The cathodic electrochemical stability of the PP₂₄TFSI-based electrolytes was studied by CV run on a cell using an SP carbon working electrode and Li both as counter and reference electrodes. Apparent cathodic limits of 1.8 V for the neat PP₂₄TFSI IL and of 1.5 V for the mixture LiTFSI–PP₂₄TFSI were obtained (see Table I). These limits are associated with the reduction of the electroactive species of the mixture, presumably the PP₂₄TFSI IL cationic species,¹⁰ although the reduction of the TFSI anion cannot be excluded.¹¹ The cathodic electrochemical stability window of the IL reported in this paper appears to be poorer than that of conventional electrolyte solutions based on organic solvents. Nonetheless, the measurement has been performed in the most conservative conditions, i.e., by using SP as the test electrode. This particular electrode has a large surface area, on which the decomposition reactions of the electrolyte are expected to be particularly enhanced. By simply switching the testing electrode from carbon to copper, the electro-chemical stability windows of the IL-based electrolyte appears wider, showing the lithium plating at −0.3 V vs Li. This result confirms the validity of our strategy, even though further optimization is obviously required.

In Fig. 5 we show the cyclic voltammogram obtained on a lithium cell using the LiTFSI–PP₂₄TFSI mixture as the electrolyte. We observe that no oxidation peaks appear in the reverse scan, which means that the reductive process is irreversible. Furthermore, the peak detected on the first scan vanishes upon cycling. We can then deduce that the products of the initial LiTFSI–PP₂₄TFSI reduction deposit on the electrode surface, forming a solid electrolyte interphase (SEI), which inhibits further electrolyte decomposition.

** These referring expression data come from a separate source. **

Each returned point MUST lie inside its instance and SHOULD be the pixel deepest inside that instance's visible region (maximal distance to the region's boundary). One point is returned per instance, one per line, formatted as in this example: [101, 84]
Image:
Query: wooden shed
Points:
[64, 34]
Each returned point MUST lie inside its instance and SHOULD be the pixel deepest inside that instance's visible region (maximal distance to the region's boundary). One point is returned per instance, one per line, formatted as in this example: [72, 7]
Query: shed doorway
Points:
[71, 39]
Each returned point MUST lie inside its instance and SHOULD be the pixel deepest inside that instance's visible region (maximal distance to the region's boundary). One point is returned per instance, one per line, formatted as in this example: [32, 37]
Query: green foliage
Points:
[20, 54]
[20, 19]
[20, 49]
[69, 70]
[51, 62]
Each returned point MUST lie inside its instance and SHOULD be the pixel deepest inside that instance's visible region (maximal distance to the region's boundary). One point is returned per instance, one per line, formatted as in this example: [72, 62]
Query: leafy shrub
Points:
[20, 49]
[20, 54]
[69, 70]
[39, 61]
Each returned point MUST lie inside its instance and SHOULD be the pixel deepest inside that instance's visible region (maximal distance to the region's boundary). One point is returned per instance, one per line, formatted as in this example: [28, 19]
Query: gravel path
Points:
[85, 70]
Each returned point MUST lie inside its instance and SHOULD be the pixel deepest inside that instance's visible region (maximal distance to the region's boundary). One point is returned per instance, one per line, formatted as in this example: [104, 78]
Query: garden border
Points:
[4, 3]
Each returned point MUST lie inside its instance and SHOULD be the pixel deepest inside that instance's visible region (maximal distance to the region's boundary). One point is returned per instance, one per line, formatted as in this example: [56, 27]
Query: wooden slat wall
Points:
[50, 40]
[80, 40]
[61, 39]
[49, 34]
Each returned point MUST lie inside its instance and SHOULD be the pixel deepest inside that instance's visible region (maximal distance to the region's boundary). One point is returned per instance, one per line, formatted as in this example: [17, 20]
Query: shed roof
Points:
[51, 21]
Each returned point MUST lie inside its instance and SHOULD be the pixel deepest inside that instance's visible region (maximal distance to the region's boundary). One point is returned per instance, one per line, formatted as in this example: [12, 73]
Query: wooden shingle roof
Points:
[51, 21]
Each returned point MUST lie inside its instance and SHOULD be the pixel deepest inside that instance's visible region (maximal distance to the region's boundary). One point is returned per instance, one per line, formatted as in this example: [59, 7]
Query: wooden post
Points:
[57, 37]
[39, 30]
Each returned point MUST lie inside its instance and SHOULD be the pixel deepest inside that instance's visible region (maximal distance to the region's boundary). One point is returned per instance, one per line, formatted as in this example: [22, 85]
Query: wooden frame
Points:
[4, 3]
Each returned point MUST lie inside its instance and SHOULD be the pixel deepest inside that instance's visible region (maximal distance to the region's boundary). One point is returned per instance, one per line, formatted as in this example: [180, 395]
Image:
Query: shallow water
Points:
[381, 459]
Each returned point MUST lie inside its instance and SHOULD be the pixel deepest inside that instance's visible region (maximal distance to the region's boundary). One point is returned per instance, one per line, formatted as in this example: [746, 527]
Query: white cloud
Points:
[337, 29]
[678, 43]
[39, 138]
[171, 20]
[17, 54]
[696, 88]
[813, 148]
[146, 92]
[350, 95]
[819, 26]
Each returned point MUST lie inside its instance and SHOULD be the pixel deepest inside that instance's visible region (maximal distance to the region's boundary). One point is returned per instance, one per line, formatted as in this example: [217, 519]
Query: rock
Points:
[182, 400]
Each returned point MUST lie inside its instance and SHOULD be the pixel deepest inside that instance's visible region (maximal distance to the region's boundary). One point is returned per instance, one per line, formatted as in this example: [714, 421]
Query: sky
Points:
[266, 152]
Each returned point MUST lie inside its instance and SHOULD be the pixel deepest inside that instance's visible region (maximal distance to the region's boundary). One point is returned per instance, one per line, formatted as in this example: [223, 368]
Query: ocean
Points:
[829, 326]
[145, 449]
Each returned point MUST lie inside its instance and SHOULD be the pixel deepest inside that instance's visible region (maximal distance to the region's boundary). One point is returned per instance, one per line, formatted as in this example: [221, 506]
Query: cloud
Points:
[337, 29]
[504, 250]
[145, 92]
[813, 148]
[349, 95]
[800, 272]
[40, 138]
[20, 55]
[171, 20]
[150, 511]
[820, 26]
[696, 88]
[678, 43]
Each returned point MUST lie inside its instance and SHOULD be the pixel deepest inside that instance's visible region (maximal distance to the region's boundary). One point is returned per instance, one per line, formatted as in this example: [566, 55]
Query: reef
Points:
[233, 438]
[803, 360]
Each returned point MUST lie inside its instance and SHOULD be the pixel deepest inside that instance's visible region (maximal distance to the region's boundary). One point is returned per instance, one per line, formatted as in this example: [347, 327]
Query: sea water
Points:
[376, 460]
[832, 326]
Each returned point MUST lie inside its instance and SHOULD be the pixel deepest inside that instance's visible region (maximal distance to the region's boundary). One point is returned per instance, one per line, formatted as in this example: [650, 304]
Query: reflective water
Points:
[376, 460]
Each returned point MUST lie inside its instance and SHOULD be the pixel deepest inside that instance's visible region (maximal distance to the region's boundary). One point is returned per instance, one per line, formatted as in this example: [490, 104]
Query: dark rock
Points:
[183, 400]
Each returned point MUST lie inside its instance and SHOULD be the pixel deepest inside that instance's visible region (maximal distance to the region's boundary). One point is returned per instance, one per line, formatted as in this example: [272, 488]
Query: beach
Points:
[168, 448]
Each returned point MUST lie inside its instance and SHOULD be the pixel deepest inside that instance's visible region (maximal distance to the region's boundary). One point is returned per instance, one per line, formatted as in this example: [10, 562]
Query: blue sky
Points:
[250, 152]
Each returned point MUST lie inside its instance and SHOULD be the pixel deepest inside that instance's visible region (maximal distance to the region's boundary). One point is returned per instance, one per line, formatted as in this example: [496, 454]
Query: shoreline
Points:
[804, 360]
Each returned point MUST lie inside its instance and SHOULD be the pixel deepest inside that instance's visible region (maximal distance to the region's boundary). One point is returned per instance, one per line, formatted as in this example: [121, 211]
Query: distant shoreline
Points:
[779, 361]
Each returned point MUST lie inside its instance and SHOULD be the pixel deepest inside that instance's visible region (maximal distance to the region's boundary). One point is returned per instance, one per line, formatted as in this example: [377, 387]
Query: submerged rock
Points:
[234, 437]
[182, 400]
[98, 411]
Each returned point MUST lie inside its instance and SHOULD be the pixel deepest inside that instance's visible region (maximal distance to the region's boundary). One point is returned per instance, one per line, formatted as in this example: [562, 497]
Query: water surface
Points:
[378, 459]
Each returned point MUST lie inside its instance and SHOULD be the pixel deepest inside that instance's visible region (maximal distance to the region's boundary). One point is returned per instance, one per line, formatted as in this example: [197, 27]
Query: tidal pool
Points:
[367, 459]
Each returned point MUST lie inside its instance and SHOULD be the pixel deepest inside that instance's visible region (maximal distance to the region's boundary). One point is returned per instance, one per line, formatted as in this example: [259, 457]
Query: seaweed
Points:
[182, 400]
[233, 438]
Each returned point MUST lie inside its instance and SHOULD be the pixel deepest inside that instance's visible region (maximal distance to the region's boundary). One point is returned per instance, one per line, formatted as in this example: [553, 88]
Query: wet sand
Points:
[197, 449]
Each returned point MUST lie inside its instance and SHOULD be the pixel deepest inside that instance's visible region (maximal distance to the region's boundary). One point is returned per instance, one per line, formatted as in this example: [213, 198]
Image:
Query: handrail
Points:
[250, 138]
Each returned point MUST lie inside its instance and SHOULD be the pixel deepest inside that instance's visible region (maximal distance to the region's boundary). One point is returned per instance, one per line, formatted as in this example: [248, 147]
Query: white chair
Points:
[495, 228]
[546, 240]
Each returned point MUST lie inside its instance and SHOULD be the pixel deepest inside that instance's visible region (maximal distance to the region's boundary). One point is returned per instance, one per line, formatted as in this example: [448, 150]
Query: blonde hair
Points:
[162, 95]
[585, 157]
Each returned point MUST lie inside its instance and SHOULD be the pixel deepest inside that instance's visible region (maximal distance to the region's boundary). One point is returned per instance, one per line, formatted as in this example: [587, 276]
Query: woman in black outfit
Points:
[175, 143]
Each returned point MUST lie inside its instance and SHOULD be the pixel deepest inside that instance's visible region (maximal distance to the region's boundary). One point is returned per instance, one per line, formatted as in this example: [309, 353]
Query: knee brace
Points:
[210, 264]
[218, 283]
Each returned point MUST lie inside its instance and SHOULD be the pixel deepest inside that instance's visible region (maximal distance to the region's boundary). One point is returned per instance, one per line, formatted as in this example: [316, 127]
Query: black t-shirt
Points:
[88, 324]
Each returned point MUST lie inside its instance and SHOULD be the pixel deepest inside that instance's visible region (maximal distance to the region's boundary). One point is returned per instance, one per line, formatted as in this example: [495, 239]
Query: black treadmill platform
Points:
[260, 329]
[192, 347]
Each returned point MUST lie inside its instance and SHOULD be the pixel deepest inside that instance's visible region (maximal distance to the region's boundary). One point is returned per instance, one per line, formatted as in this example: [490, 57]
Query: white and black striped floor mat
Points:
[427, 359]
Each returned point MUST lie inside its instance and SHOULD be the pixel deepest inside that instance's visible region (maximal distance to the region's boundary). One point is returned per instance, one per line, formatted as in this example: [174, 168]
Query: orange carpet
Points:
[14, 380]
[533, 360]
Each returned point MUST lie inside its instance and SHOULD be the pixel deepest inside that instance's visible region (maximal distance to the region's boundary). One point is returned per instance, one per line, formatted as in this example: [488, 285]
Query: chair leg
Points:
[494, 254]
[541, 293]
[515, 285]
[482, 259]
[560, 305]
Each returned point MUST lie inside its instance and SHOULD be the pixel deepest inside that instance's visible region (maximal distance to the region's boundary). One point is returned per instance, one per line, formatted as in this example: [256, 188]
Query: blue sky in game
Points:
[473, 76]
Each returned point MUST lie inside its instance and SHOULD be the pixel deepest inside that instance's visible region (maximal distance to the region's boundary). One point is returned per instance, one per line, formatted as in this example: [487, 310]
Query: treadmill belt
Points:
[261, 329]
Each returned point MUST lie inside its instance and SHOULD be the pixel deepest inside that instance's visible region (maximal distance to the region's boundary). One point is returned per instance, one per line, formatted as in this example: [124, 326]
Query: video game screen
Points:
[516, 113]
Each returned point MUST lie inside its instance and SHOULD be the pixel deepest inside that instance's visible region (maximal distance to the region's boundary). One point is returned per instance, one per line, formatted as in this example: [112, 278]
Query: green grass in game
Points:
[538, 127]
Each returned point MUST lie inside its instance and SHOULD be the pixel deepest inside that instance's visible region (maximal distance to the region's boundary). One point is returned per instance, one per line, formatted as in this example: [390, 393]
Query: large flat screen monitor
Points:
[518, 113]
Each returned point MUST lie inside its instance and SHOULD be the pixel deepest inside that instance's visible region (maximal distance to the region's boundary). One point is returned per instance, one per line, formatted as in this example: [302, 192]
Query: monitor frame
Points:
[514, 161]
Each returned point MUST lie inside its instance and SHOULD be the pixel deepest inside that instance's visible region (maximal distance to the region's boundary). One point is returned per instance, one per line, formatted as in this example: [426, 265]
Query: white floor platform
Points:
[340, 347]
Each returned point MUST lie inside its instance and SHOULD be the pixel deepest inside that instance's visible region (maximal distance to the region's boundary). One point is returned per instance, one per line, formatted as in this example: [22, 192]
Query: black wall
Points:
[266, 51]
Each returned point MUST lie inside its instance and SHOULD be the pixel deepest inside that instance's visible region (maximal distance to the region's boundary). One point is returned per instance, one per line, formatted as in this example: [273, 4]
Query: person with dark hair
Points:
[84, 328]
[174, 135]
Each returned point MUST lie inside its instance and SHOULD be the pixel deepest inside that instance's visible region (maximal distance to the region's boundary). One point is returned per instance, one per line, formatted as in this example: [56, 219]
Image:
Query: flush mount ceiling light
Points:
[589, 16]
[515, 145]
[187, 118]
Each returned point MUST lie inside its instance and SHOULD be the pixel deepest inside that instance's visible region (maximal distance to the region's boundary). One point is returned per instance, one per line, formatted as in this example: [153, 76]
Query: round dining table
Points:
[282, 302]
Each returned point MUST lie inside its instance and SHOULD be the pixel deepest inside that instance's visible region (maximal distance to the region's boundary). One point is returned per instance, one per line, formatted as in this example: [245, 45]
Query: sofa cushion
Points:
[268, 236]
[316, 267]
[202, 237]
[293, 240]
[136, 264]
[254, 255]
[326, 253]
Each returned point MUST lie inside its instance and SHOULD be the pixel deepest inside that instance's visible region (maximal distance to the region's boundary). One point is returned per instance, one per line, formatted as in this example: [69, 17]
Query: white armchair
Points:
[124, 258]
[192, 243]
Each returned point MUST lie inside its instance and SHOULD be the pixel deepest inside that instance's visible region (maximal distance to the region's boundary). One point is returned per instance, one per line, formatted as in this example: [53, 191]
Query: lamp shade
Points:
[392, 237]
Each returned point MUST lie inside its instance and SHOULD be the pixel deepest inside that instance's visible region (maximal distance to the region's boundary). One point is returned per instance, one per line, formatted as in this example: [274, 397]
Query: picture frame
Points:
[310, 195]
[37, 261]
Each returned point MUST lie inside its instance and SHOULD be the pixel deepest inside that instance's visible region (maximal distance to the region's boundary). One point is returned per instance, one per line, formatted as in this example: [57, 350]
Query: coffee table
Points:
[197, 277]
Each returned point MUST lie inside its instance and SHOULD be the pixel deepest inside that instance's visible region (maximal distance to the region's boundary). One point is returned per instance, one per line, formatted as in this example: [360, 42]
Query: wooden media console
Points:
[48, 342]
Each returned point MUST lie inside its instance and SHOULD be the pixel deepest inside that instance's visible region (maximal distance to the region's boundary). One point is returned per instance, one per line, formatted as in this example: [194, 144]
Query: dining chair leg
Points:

Such a passivating action, which kinetically widens the electro-chemical cathodic stability, has already been observed and reported.¹²

Figure 5.

(Color online) CV of an SP carbon electrode in a cell using a LiTFSI–PP₂₄TFSI mixture as electrolyte. Li counter and reference electrodes. Scan rate: 0,2 mV s⁻¹. Water content: <50 ppm. Room temperature.

The decomposition limits depend on the type of working electrodes used. Figure 6 shows the CV carried out on a cell using the same LiTFSI–PP₂₄TFSI electrolyte solution and the same Li reference and counter electrodes but a different working electrode, here a copper foil rather than an SP carbon film. The results demonstrate that, passing from SP to Cu, the response changes considerably. Indeed, the lithium deposition process occurs prior to the decomposition of PP₂₄TFSI, showing a lithium plating peak at around −0.3 V vs Li⁺/Li, followed by a corresponding lithium stripping peak at 0.1 V vs Li⁺/Li. The reversibility of the Li plating/stripping process clearly indicates that the Li⁺ ions are mobile in the mixed salt and that lithium is capable of dissolution into and deposition from this solution. Copper is used as a current collector in lithium ion batteries; thus, the result of Fig. 6 is of practical relevance.

Figure 6.

(Color online) CV of a copper electrode in a cell using a LiTFSI–PP₂₄TFSI mixture as electrolyte. Li counter and reference electrodes. Scan rate: 0.2 mV s⁻¹. Room temperature.

IPGEs

IL-based IPGE membranes have been successfully developed by Fuller et al. by using imidazolium salts combined with a (PVdF–HFP) polymer.^13,14 In this work we have extended the study by considering types of IPGEs containing different amounts of LiTFSI–PP₂₄TFSI. Three samples having LiTFSI–PP₂₄TFSI/PVdF–HFP weight ratios of 60:40, 70:30, and 80:20, respectively, and accordingly named M60, M70, and M80, respectively, were prepared, as previously stated in the Experimental section.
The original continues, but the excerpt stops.